Sobre os e-mail, Miller afirma ter feito apenas “reparos linguísticos e gramaticais”. As delações da JBS começaram a ser questionados por advogados de Michel Temer, que apontaram suspeitas sobre Miller ter advogado para os empresários, trabalhando na delação, quando ainda estava no Ministério Público Federal (MPF).
Ao jornal, os advogados de Marcello Miller disseram que ele “nunca atuou na negociação da delação premiada, não conduziu tratativas da J&F com a PGR sobre o assunto e tampouco tinha informações privilegiadas a esse respeito obtidas no exercício da função pública”.
Gravação acidental
Em diálogo gravado acidentalmente entre Joesley Batista e o executivo Ricardo Saud, entregue à PGR – que culminou na suspensão dos efeitos das delações e nas prisões dos empresários –, os dois delatores admitem que utilizavam Miller como ponte para se aproximar do então procurador-geral da República, Rodrigo Janot. Na data da gravação, possivelmente 17 de março, Miller ainda não havia se desligado do Ministério Público.
Miller passou a atuar no escritório Trench, Rossi & Watanabe Advogados, do Rio de Janeiro, contratado pela JBS para negociar a leniência, acordo na área cível complementar à delação. A decisão de Miller de deixar o Ministério Público Federal e partir para a área privada da advocacia veio a público em 6 de março, véspera da conversa entre Joesley Batista e Michel Temer, gravada no Palácio do Jaburu.

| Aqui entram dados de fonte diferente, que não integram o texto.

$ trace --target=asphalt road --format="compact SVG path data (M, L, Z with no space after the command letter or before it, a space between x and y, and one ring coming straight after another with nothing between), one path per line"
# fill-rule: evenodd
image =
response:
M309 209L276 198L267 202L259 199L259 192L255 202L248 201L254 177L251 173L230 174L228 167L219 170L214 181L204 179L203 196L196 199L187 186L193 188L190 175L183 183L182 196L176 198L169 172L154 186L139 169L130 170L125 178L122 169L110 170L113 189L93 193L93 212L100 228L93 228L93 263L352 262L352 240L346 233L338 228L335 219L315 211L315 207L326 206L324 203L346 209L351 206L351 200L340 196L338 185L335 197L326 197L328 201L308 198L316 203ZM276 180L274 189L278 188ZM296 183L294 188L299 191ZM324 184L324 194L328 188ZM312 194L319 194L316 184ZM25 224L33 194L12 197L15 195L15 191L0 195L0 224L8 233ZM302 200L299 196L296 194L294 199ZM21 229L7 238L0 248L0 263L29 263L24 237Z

O ex-procurador era um dos principais auxiliares de Rodrigo Janot no grupo de trabalho da Lava Jato até março deste ano. Assim que as delações vieram à tona, a PGR foi obrigada a esclarecer que Marcelo Miller, hoje advogado, não assessorou Joesley nas negociações com os antigos colegas no caso da delação premiada. No entanto, na ocasião, confirmou que ele atuou no acordo de leniência da JBS.